Comparing Continuous Problems¶

Download this as a Jupyter notebook

This example notebook shows how pyXla distinguishes between the sphere and deceptive problems.

The sphere function is defined as:

(1)¶\[f_1(x) = x^2,\]

and is visualised below:

The deceptive problem function is defined as:

(2)¶\[\begin{split} f_2(x) = \begin{cases} (0.4x - 2)^2 & \text{if } x > 0.625\\ (10x - 4)^2 - 2 & \text{otherwise}, \end{cases}\end{split}\]

and is visualised below:

Equation (2) is called deceptive because it has two local minima as shown in its visualisation above.

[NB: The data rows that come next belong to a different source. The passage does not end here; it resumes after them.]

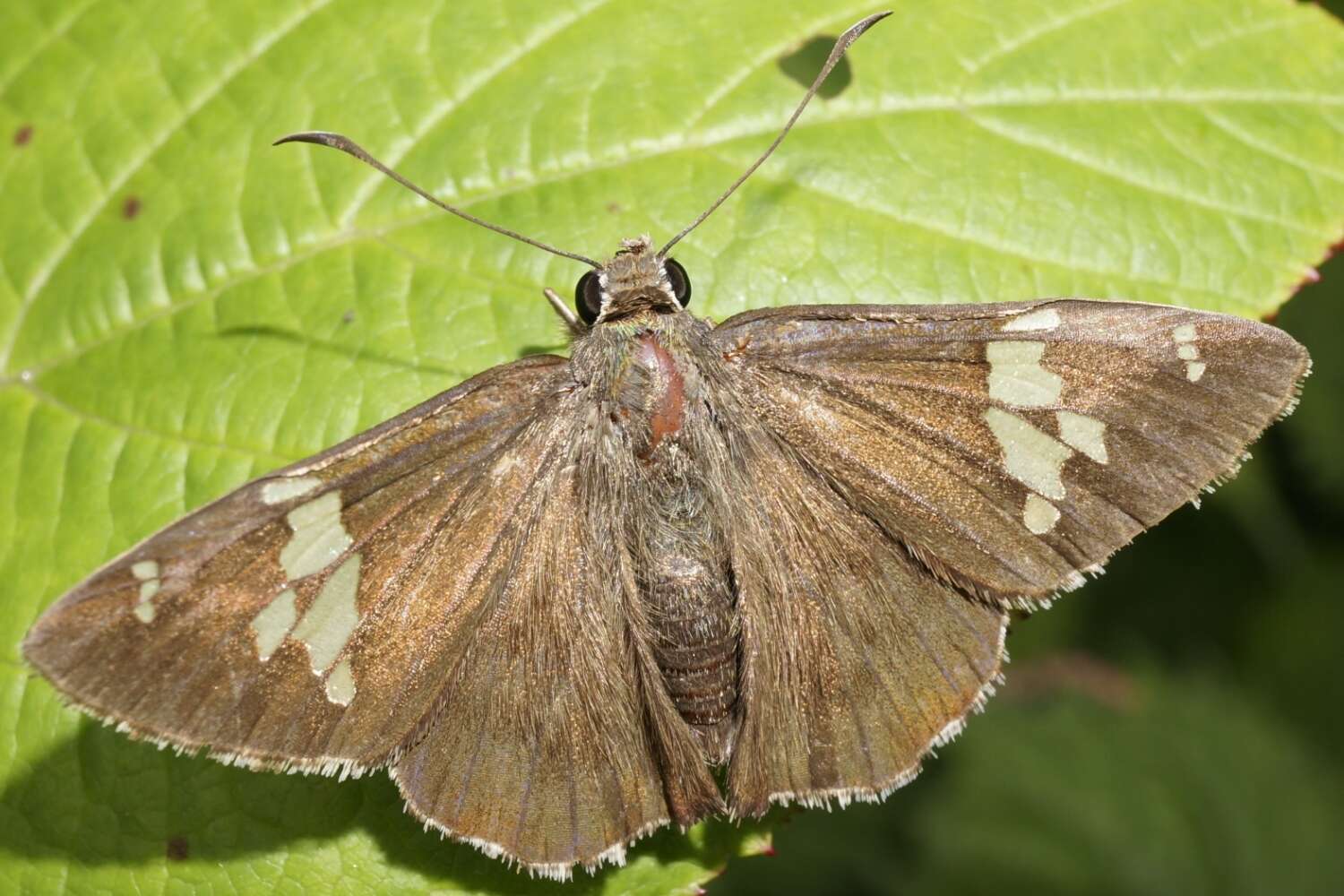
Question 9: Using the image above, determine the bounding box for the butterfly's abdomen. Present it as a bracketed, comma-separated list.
[644, 477, 738, 762]
[610, 331, 738, 762]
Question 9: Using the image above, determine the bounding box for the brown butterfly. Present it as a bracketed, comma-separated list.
[24, 14, 1309, 877]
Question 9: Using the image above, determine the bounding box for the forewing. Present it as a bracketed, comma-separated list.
[24, 356, 567, 774]
[715, 299, 1309, 605]
[728, 419, 1007, 817]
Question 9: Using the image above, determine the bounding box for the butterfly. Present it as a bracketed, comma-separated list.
[24, 13, 1309, 879]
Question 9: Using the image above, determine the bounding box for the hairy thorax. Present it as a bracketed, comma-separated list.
[564, 314, 739, 762]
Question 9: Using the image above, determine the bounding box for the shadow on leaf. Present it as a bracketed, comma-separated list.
[0, 720, 768, 896]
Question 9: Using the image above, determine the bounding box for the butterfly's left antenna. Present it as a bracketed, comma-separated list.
[271, 130, 602, 267]
[659, 9, 892, 258]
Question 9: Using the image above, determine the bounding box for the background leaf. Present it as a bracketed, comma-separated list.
[0, 0, 1344, 892]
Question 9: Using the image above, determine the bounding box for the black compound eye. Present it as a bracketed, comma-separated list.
[574, 270, 602, 326]
[663, 258, 691, 307]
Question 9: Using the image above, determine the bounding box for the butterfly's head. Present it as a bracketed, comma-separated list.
[574, 237, 691, 326]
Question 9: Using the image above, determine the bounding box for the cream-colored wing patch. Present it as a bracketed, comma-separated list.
[984, 332, 1110, 535]
[1172, 323, 1209, 383]
[1021, 495, 1059, 535]
[1003, 307, 1059, 333]
[280, 492, 354, 581]
[327, 659, 355, 707]
[986, 407, 1073, 500]
[252, 486, 362, 707]
[253, 589, 298, 662]
[131, 560, 161, 624]
[261, 476, 323, 504]
[293, 554, 359, 675]
[1055, 411, 1110, 463]
[986, 340, 1064, 407]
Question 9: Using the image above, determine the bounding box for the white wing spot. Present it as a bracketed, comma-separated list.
[295, 554, 359, 675]
[1055, 411, 1110, 463]
[1172, 323, 1209, 383]
[131, 560, 160, 624]
[327, 659, 355, 707]
[280, 492, 354, 581]
[1021, 495, 1059, 535]
[1003, 307, 1059, 333]
[261, 476, 323, 504]
[253, 589, 298, 662]
[986, 341, 1064, 407]
[984, 407, 1073, 501]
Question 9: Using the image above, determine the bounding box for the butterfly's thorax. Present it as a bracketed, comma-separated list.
[575, 313, 739, 761]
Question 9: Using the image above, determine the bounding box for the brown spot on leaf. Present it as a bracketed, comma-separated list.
[164, 836, 191, 863]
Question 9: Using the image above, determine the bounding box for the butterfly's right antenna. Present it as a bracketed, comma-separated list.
[271, 130, 602, 267]
[659, 9, 892, 258]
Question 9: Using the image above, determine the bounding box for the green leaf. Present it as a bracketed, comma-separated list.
[900, 678, 1344, 896]
[0, 0, 1344, 892]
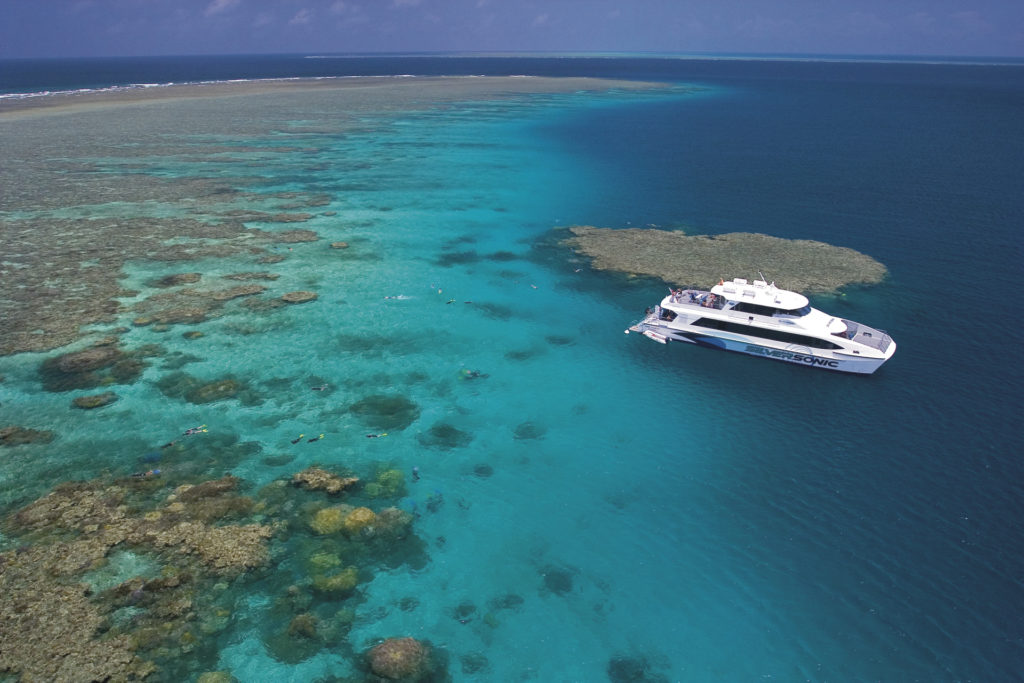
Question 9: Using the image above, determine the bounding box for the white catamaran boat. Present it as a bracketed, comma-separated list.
[626, 278, 896, 375]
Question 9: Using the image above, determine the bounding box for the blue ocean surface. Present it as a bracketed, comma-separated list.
[0, 55, 1024, 681]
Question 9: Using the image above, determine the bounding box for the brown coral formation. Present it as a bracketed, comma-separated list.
[71, 391, 118, 411]
[0, 425, 53, 445]
[281, 291, 316, 303]
[292, 467, 359, 495]
[564, 225, 887, 292]
[367, 638, 430, 681]
[0, 477, 274, 681]
[152, 272, 203, 287]
[0, 546, 154, 681]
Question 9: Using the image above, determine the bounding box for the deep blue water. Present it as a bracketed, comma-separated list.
[6, 56, 1024, 681]
[6, 54, 1024, 93]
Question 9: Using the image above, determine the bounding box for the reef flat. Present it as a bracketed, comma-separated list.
[563, 225, 887, 293]
[0, 76, 657, 119]
[0, 77, 656, 355]
[0, 468, 423, 681]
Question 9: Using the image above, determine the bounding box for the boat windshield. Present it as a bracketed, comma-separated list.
[775, 304, 811, 317]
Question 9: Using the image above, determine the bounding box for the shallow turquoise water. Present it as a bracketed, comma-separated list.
[0, 63, 1022, 681]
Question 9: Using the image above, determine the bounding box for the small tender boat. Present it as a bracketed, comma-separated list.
[626, 278, 896, 375]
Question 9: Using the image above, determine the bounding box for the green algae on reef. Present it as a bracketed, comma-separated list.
[0, 78, 658, 355]
[564, 225, 887, 293]
[0, 467, 423, 681]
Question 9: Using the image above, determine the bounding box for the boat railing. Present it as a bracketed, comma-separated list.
[842, 318, 893, 353]
[669, 290, 725, 310]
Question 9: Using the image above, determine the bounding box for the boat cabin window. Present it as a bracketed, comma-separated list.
[693, 317, 843, 349]
[775, 304, 811, 317]
[732, 301, 778, 315]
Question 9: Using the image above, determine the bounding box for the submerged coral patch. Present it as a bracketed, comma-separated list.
[564, 225, 887, 292]
[348, 394, 420, 431]
[417, 422, 473, 451]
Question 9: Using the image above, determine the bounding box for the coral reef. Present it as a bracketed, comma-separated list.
[157, 372, 260, 405]
[309, 507, 346, 535]
[563, 225, 886, 292]
[0, 425, 53, 445]
[417, 422, 473, 451]
[312, 566, 359, 597]
[606, 654, 669, 683]
[39, 340, 145, 391]
[150, 272, 203, 288]
[348, 394, 420, 431]
[71, 391, 118, 411]
[367, 637, 430, 681]
[281, 291, 316, 303]
[292, 467, 359, 495]
[541, 564, 579, 595]
[342, 508, 377, 536]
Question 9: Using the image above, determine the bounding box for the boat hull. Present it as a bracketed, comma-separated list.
[631, 323, 895, 375]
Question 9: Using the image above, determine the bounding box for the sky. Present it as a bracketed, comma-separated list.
[0, 0, 1024, 57]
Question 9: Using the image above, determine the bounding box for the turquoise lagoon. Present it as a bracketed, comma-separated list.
[0, 61, 1021, 681]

To begin, we load the two problems as samples:

from pyxla import load_data
from pyxla.sampling import HilbertCurveSampler

sphere_sample = {
    "name": "Sphere",
    "X": HilbertCurveSampler(sample_size=100, dim=1, l_bound=-5, u_bound=5),
    "F": lambda x: x**2
}

deceptive_sample = {
    "name": "Deceptive",
    "X": HilbertCurveSampler(sample_size=100, dim=1, l_bound=0, u_bound=6),
    "F": lambda x: (0.4 * x - 2) ** 2 if x > 0.625 else (10 * x - 4) ** 2 - 2
}

load_data(sphere_sample) # loaded in-place
load_data(deceptive_sample) # loaded in-place

WARNING:root:The Hilbert curve with dimension 1 is just a number line. You are sampling around points on a number line.

WARNING:root:The Hilbert curve with dimension 1 is just a number line. You are sampling around points on a number line.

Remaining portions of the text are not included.